Beijing/Avarua/Wellington: China’s growing influence across the Pacific Islands is once again under the spotlight following the Cook Islands’ recent strategic agreements with Beijing, sparking concerns in New Zealand, Australia, and the wider Indo-Pacific.
When Cook Islands Prime Minister Mark Brown visited Beijing in February 2025, the two nations signed four major agreements, including the Comprehensive Strategic Partnership Action Plan (2025-2030). Other deals focused on the blue economy, seabed minerals, and technical cooperation, reinforcing China’s vision of embedding itself in the Pacific’s future development. Beijing also pledged RMB 20 million in aid for unspecified projects.
But these moves have deeply unsettled Wellington. In June, New Zealand froze NZD 18.2 million in aid, expressing frustration over the Cooks’ lack of transparency regarding the deal with China. Foreign Minister Winston Peters said the pause was to reassess ties, as defense and security consultations are required under the 2001 Joint Centenary Declaration, despite the Cooks’ status as a self-governing state.
Critics warn this response could be counterproductive.
“This may drive the Cook Islands further into China’s orbit,” said Dr. Anna Powles of Massey University, adding that “aid should not be a bargaining chip”, but acknowledging potential national security overlaps between New Zealand and its Pacific partners.
PM Brown slammed Wellington’s stance as “patronizing” and hinted again at pushing for full independence, using deep-sea mining wealth as leverage.
Meanwhile, analysts such as Prof. James Chin of the University of Tasmania caution that the Cook Islands’ new dependence on Chinese financing risks long-term economic and political shifts, aligning their future more with Beijing than traditional partners like Australia and New Zealand.
This episode mirrors China’s success in the Solomon Islands, where Prime Minister Manasseh Sogavare’s 2022 security deal with China blind sided Australia and the US. Beijing is now viewed as offering Pacific nations an alternative patronage model—aid without political conditions—undermining Western influence.
A 2023 ASPI report warns that China’s influence operations aim to reshape the Pacific’s political norms, erode democratic resilience, and replace trust in Western allies with allegiance to Beijing, especially around sensitive issues like Taiwan, the South China Sea, and Xinjiang.
The strategic dimensions are clearer than ever. Beijing is collecting vital seafloor data for submarine operations across the region and PLA Navy ships recently cruised the Tasman Sea, triggering alarm in Australia and New Zealand.
Prof. David Capie from Victoria University warned:
“We will see more PLAN activity in the South Pacific as China asserts global naval reach. Australasia must rethink defense investment urgently.“
Meanwhile, China frets over New Zealand possibly joining AUKUS Pillar 2, despite Wellington’s historically poor defense posture—a development that would escalate tensions.

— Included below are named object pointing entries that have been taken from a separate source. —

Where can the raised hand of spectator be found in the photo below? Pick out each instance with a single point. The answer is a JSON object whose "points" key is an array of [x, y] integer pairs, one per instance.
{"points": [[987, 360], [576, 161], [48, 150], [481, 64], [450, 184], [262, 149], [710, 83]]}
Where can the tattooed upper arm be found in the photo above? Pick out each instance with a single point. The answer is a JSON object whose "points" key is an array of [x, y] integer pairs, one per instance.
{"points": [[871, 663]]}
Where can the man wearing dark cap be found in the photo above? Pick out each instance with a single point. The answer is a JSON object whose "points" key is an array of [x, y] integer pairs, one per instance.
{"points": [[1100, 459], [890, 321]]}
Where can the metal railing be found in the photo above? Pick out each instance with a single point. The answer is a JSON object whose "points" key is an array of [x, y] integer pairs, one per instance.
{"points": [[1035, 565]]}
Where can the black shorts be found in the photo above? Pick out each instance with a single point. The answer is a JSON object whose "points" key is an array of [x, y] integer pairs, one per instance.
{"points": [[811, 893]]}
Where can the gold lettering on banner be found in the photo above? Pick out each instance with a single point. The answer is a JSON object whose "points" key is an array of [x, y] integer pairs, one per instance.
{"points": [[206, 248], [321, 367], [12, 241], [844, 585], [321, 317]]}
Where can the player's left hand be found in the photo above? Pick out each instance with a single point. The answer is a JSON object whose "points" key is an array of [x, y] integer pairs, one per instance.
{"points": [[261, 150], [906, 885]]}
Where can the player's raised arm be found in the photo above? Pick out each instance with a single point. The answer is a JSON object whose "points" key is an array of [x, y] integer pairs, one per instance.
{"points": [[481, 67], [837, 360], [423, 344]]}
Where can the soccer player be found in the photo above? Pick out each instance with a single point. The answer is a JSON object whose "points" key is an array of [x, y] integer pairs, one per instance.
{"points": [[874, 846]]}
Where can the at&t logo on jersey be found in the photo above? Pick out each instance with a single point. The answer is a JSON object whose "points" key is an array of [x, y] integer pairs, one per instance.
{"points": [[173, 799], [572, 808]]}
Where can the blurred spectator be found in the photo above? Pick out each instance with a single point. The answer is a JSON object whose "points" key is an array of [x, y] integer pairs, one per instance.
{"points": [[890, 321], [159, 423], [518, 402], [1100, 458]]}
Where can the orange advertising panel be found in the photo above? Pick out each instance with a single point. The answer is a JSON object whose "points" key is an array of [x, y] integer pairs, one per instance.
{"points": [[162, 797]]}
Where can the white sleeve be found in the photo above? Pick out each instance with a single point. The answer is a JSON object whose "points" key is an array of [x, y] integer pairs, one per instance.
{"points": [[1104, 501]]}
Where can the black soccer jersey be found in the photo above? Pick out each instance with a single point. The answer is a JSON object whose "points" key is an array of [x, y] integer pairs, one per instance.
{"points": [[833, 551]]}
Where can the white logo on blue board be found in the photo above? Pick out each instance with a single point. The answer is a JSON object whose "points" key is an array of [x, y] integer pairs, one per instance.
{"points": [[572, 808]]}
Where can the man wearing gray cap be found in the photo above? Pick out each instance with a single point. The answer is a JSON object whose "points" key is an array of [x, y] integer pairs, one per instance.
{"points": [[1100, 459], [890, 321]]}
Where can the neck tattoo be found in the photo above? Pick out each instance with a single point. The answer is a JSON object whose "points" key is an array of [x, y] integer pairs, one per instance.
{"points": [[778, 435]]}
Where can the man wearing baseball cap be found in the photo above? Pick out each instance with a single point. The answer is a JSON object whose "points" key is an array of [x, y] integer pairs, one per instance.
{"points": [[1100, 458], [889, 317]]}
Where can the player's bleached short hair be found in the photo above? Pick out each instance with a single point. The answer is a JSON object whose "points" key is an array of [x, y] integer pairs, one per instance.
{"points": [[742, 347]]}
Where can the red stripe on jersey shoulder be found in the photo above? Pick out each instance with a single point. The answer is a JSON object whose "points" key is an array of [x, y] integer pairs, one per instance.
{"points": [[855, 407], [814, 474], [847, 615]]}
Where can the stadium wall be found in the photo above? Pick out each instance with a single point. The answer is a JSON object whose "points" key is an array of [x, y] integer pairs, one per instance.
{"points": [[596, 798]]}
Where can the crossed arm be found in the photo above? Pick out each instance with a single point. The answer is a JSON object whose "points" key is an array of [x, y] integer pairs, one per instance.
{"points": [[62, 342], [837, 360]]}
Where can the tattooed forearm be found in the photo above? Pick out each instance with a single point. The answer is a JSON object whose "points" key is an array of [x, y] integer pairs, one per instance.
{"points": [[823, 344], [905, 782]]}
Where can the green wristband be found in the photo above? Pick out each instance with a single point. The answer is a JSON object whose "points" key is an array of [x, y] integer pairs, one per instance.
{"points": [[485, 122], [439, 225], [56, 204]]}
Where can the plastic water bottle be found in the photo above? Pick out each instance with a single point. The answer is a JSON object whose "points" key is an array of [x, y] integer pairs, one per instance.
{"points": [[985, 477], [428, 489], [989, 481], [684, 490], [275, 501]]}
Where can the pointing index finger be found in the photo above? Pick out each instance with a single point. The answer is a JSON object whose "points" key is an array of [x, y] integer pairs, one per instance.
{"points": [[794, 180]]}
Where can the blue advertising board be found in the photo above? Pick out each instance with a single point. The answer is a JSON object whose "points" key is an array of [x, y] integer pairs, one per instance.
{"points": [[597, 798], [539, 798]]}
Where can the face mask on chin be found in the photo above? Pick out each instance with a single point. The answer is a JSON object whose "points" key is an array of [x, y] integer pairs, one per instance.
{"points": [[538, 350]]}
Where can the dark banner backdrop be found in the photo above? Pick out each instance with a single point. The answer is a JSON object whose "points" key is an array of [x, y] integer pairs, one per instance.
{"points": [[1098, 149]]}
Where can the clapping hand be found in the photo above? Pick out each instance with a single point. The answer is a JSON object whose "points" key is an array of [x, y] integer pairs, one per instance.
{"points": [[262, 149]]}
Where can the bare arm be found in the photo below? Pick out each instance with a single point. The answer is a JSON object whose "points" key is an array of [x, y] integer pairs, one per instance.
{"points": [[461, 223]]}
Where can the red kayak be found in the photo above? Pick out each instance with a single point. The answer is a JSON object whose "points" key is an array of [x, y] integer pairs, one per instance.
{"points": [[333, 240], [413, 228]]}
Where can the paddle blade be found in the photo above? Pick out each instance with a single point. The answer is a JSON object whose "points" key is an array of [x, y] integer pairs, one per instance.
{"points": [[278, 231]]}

Similar Chinese tactics have surfaced in New Caledonia, where France’s Macron government fears Beijing’s influence amid local unrest and independence movements.
The broader takeaway?
The Pacific, once considered secure ground for Western democracies, is now a contested geopolitical theatre where China’s economic charm offensive risks reshaping alliances, security arrangements, and even sovereignty decisions across dozens of small but strategically crucial island nations.